Peyronie's disease affects roughly 1 in 100 men, though exact prevalence remains uncertain because many avoid seeking treatment due to shame or embarrassment. The condition involves the development of fibrous plaques in the penis that cause curvature, pain during erections, or both.

The disease typically emerges between ages 40 and 60, though younger men can develop it. Research shows that penile trauma, even minor injury during sexual activity or exercise, may trigger the condition in genetically predisposed individuals. Some cases develop without any identifiable injury.

Early intervention matters. Doctors like those at urology departments recommend seeking care within the first year of symptom onset, when treatment options work most effectively. Urologists can diagnose Peyronie's through physical examination and ultrasound imaging to assess plaque location and severity.

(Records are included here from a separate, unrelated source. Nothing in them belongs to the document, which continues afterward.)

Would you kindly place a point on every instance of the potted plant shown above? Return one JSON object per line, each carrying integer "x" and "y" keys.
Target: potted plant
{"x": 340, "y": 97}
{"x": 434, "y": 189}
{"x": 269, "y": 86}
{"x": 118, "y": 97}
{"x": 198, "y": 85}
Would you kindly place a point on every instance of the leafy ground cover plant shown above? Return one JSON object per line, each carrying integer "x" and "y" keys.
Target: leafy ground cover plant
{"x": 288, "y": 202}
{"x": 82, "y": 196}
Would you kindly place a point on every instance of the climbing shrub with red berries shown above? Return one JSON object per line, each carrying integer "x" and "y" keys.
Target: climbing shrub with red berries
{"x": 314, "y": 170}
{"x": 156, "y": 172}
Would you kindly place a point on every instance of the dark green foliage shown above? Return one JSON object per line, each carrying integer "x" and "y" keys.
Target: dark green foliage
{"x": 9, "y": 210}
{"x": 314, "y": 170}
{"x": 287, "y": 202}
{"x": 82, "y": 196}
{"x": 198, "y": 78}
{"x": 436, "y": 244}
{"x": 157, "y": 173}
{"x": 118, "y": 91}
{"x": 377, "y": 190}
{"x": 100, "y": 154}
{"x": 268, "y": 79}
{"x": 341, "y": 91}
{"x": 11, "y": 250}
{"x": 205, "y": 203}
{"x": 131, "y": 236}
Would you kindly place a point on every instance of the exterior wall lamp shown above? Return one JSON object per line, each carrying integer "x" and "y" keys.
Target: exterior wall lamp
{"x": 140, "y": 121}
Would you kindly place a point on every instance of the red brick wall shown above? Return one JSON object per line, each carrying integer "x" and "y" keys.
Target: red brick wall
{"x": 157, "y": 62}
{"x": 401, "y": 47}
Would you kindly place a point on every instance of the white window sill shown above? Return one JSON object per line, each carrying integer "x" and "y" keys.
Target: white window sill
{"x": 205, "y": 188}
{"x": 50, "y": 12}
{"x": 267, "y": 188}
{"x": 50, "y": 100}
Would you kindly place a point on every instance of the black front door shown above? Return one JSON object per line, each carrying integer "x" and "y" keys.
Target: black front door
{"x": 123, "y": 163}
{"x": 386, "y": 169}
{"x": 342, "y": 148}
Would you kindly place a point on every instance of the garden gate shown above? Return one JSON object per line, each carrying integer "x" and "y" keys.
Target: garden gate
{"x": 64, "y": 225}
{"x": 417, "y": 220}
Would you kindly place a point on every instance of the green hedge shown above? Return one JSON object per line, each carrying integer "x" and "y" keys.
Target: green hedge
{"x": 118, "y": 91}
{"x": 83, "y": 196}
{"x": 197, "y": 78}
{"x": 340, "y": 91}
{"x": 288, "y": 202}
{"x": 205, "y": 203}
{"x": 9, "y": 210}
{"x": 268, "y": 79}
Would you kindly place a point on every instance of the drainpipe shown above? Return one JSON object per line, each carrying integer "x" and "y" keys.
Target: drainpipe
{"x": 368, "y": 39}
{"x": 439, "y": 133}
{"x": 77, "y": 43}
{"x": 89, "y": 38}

Treatment options range from conservative to surgical. Oral medications like tadalafil (Cialis) address erectile dysfunction symptoms. Injectable medications such as collagenase directly target plaque buildup. Penile traction therapy, which involves wearing a device that gradually stretches the penis, shows promise in early stages. Surgery becomes relevant for men with severe curvature that interferes with function or has remained stable for over a year.

The psychological toll deserves attention. Men experience anxiety, depression, and relationship strain. Speaking with a mental health professional alongside urological care addresses the emotional dimension of the condition.

What stops men from seeking help often stems from misconceptions. Peyronie's is not caused by poor sexual performance, and it is not contagious. It is a medical condition with treatable causes and solutions.

Your doctor can evaluate your specific situation and discuss which approach fits your needs. Early consultation prevents progression and preserves sexual function. The condition is manageable when addressed promptly.